Manyam BV. What is and what is not “Fahr’s disease.” Parkinsonism Relat Disord. 2005; 11:73–80.
58. d, 59. b
Patients should receive genetic counseling prior to obtaining a genetic test in order to allow them to make an informed decision regarding whether or not to have the test. During counseling, the positive and negative predictive value of the test, meaning of false positives and false negatives, and implications of testing should be discussed. Potential consequences including insurance concerns should be addressed, but testing should not be denied by the physician because of potential problems with insurance. Rather, the patient should be provided with information regarding potential consequences and be allowed to make an informed decision. It is the physician’s obligation to maintain strict confidentiality, and the patient should be supported regardless of when he or she is going to disclose the information to family members. Although all patients with progressive neurodegenerative disorders should be encouraged to draft advanced directives early on, this should not be a prerequisite to diagnostic testing.
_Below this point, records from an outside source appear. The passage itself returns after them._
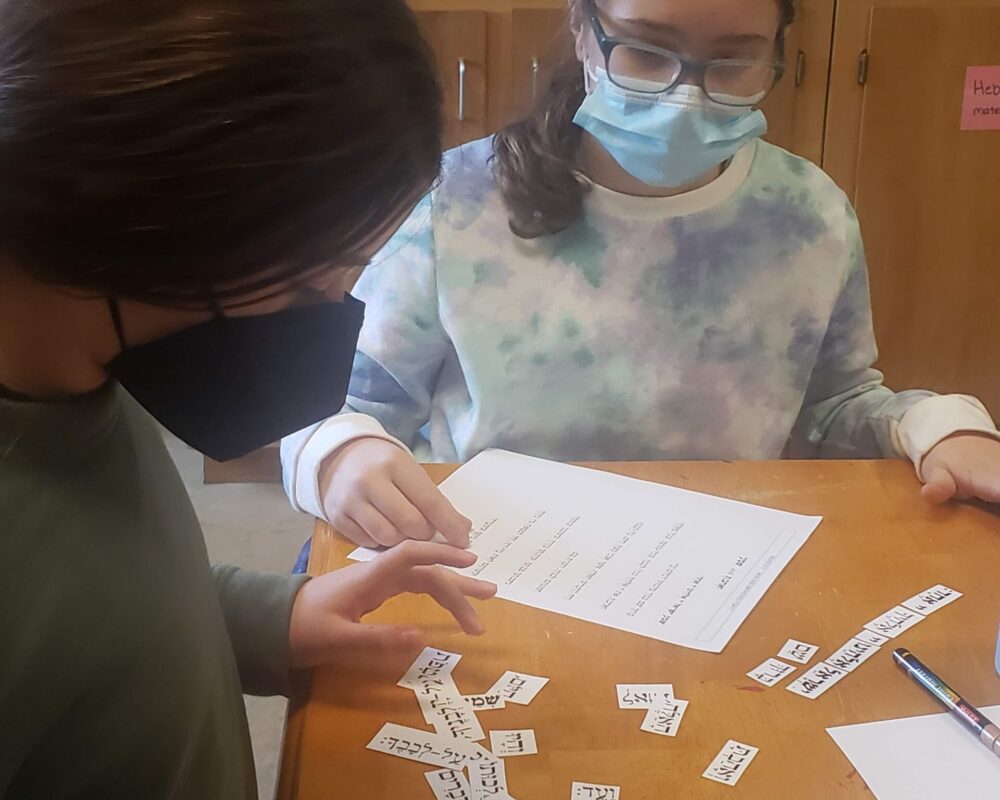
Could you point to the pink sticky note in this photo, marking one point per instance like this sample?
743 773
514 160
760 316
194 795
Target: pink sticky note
981 109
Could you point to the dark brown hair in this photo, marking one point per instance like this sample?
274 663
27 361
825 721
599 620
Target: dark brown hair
535 158
160 149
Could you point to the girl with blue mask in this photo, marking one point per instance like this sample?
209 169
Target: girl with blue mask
628 273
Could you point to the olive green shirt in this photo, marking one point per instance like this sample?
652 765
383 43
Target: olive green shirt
123 654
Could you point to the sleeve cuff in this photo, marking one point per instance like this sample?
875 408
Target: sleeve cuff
933 419
257 607
302 460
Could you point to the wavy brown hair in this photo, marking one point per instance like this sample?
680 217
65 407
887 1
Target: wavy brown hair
535 158
153 149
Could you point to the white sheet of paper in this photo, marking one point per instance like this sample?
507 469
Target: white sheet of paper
853 654
595 791
417 745
921 758
817 680
930 600
513 743
771 672
449 784
485 702
799 652
431 664
643 695
733 759
665 719
894 621
518 687
488 779
654 560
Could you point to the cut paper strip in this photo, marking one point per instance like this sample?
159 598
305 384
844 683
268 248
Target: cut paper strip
817 680
449 784
732 761
595 791
894 621
771 672
643 695
450 715
485 702
417 745
930 600
871 637
852 655
513 743
431 664
517 687
665 719
488 780
797 651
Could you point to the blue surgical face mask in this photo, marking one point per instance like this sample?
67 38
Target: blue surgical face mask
668 139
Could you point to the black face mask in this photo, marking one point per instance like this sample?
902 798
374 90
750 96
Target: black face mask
233 384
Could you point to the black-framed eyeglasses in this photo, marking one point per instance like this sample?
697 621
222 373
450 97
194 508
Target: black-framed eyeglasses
646 69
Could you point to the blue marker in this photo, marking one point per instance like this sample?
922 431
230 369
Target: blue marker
964 711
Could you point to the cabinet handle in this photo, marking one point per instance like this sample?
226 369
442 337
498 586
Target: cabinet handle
461 90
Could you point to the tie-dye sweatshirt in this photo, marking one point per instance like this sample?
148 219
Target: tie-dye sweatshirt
731 322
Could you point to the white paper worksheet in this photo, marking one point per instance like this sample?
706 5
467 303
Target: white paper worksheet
921 758
674 565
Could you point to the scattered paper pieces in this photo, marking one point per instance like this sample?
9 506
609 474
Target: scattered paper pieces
447 712
797 651
516 687
930 600
871 637
485 702
732 761
817 680
417 745
449 784
430 665
487 779
771 672
595 791
643 695
666 718
852 655
513 743
895 621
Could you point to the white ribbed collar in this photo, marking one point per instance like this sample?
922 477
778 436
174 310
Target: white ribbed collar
615 204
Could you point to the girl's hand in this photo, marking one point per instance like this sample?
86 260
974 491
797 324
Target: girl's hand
377 495
965 466
326 625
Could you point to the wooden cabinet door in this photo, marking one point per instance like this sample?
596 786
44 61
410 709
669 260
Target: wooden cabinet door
539 37
928 196
459 41
780 104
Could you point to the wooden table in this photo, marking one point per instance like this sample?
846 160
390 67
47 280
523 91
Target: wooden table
879 544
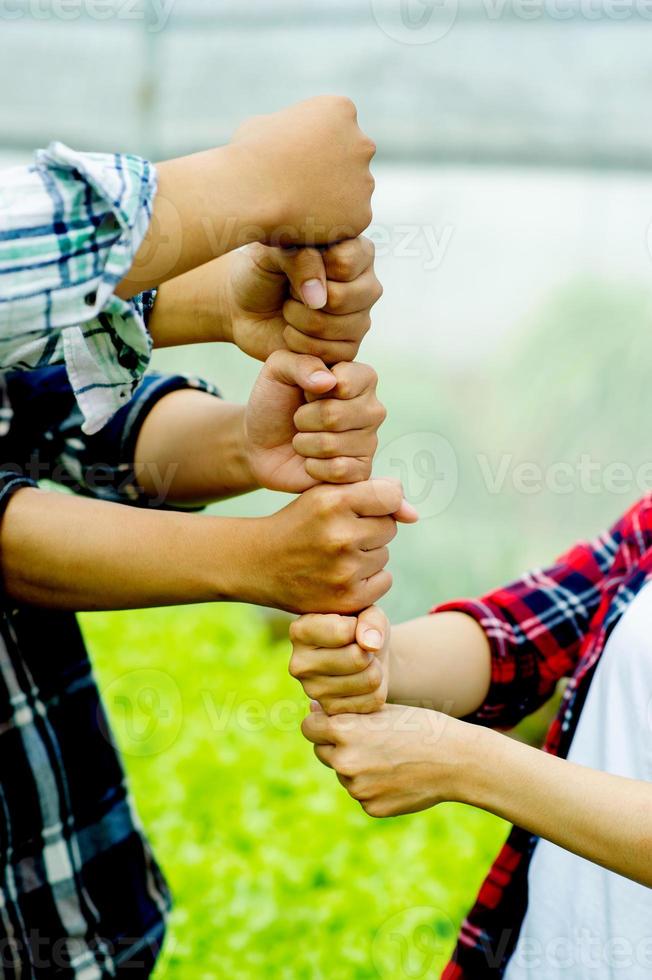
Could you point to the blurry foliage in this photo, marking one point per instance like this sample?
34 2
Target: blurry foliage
275 871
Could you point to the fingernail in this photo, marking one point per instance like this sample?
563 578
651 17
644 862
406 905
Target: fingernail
320 377
373 639
314 294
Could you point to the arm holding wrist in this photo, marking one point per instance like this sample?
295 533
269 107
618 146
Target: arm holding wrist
66 552
604 818
192 449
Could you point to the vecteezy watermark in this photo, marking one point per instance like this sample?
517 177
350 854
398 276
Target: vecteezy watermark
412 943
426 243
415 21
562 477
154 14
426 465
427 21
146 711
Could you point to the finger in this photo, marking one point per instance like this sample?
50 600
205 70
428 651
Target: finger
372 562
347 260
308 662
374 589
377 498
340 469
375 532
325 754
333 415
371 629
318 630
327 445
326 326
331 352
353 297
346 685
305 269
300 371
318 729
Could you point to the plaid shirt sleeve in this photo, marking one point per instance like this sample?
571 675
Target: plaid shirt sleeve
70 226
46 440
536 626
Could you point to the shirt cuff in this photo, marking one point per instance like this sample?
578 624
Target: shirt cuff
114 478
108 199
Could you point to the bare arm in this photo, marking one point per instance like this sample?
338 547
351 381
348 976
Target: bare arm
604 818
299 176
192 449
402 760
441 661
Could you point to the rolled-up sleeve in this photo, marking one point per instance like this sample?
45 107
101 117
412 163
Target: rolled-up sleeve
47 442
536 626
70 226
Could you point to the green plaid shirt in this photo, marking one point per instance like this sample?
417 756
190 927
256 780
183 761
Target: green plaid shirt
70 225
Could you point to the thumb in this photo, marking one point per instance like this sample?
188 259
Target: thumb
300 370
371 630
306 271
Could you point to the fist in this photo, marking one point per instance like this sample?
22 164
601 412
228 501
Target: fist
342 662
308 300
311 162
332 438
327 550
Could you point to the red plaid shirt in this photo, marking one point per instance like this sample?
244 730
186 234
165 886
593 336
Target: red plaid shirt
551 624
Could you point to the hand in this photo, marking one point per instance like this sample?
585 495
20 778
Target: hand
327 550
310 301
342 661
293 445
399 760
309 167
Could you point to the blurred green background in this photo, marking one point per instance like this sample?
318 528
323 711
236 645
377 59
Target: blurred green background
512 222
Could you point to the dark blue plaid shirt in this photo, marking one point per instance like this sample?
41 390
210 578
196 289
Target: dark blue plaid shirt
80 894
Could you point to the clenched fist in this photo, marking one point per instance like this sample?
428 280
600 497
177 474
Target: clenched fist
332 438
310 167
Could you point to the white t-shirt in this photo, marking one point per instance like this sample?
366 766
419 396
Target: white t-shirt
583 922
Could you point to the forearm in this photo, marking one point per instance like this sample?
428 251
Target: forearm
193 308
442 662
65 552
192 449
604 818
207 204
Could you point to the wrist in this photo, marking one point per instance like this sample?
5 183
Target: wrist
475 751
255 212
243 570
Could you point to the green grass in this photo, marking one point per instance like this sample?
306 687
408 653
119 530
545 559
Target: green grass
275 871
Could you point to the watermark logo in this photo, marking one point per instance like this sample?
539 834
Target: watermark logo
146 711
426 465
415 21
412 943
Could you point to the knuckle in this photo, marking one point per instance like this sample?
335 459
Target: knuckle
297 667
331 414
339 469
336 297
344 572
359 659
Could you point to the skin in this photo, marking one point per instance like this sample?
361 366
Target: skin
265 299
326 550
296 177
396 758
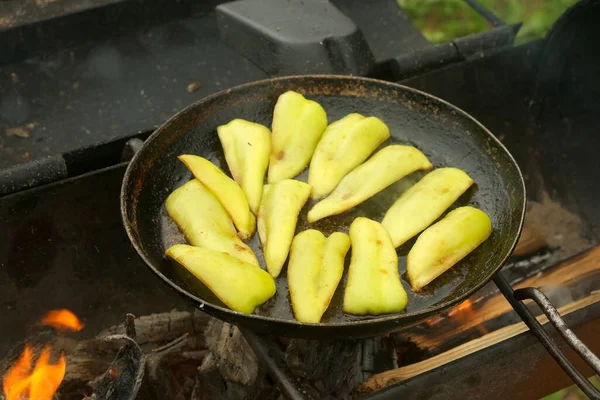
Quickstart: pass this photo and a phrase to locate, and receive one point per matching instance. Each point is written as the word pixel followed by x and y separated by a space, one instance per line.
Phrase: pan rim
pixel 292 323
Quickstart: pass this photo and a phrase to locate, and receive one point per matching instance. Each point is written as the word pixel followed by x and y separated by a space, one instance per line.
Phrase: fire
pixel 20 382
pixel 62 320
pixel 40 381
pixel 461 313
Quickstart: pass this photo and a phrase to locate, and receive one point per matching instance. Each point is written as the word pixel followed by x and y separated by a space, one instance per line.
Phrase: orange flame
pixel 40 381
pixel 463 312
pixel 62 320
pixel 20 382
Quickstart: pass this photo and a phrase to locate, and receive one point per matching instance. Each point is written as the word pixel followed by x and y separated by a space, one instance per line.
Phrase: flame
pixel 20 382
pixel 40 381
pixel 62 320
pixel 461 313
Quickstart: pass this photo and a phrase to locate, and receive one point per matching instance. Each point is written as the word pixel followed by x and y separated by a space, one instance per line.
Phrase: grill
pixel 75 107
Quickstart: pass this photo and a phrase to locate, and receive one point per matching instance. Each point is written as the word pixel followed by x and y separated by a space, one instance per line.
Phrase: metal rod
pixel 273 360
pixel 485 13
pixel 556 320
pixel 538 330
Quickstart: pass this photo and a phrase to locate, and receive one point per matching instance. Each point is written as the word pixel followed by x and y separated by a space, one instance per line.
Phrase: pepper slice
pixel 277 218
pixel 445 243
pixel 314 271
pixel 424 202
pixel 387 166
pixel 204 221
pixel 247 146
pixel 226 190
pixel 374 285
pixel 238 284
pixel 345 144
pixel 298 124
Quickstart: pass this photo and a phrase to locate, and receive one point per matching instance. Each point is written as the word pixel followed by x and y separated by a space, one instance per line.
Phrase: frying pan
pixel 444 133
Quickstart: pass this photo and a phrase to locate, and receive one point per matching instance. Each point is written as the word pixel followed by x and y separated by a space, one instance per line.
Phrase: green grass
pixel 444 20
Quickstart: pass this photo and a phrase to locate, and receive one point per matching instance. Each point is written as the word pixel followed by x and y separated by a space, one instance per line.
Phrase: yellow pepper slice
pixel 445 243
pixel 277 218
pixel 424 202
pixel 226 190
pixel 204 221
pixel 298 124
pixel 238 284
pixel 314 271
pixel 387 166
pixel 345 144
pixel 247 147
pixel 374 285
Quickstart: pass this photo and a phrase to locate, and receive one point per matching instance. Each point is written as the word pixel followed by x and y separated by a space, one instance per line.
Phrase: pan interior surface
pixel 447 136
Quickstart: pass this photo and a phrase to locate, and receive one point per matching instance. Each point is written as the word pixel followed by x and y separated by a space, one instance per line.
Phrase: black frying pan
pixel 447 135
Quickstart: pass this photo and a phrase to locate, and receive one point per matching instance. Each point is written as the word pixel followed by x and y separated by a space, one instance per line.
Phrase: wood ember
pixel 231 370
pixel 328 369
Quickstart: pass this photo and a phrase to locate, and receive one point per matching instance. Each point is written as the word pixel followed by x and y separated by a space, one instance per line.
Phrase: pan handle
pixel 516 297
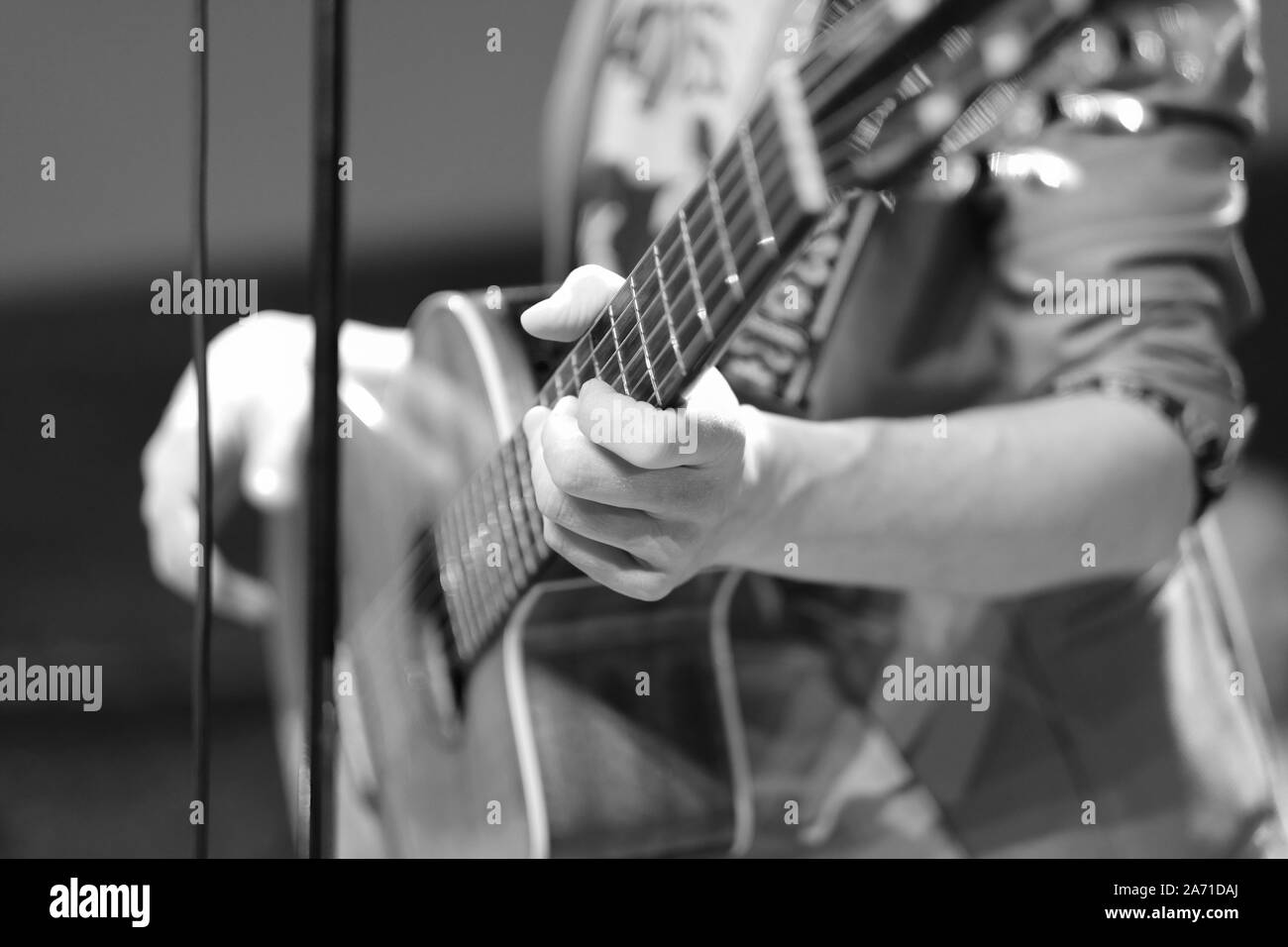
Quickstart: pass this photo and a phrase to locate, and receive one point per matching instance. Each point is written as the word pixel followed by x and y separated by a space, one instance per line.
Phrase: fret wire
pixel 490 531
pixel 524 466
pixel 722 235
pixel 478 565
pixel 758 192
pixel 639 325
pixel 716 282
pixel 473 630
pixel 518 512
pixel 617 351
pixel 452 604
pixel 500 514
pixel 576 368
pixel 478 578
pixel 666 307
pixel 694 210
pixel 686 287
pixel 694 275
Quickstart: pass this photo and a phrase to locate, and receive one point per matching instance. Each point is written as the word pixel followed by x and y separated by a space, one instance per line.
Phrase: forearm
pixel 1004 502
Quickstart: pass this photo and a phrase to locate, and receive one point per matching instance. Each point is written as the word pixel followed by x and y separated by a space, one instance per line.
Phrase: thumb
pixel 270 470
pixel 568 313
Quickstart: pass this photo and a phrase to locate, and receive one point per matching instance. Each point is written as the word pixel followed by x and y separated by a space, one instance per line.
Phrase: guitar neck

On the other hand, testing of asymptomatic minors should be avoided regardless of family history; genetic testing of asymptomatic children at their parents’ request should not occur, regardless of the parents’ intentions, particularly when the disorder is not treatable and there is no intervention that can be taken to prevent the disease. Testing should occur only after the age of 18, after an informed decision has been made by the patient (after genetic counseling).
Kodish E. Testing children for cancer genes: The rule of earliest onset. J Pediatr. 1999; 135(3): 390–395.
Statement of the Practice Committee Genetics Testing Task Force of the American Academy of Neurology. Practice parameter: genetic testing alert statement of the Practice Committee genetics testing Task Force of the American Academy of Neurology. Neurology. 1996;47:1343–134.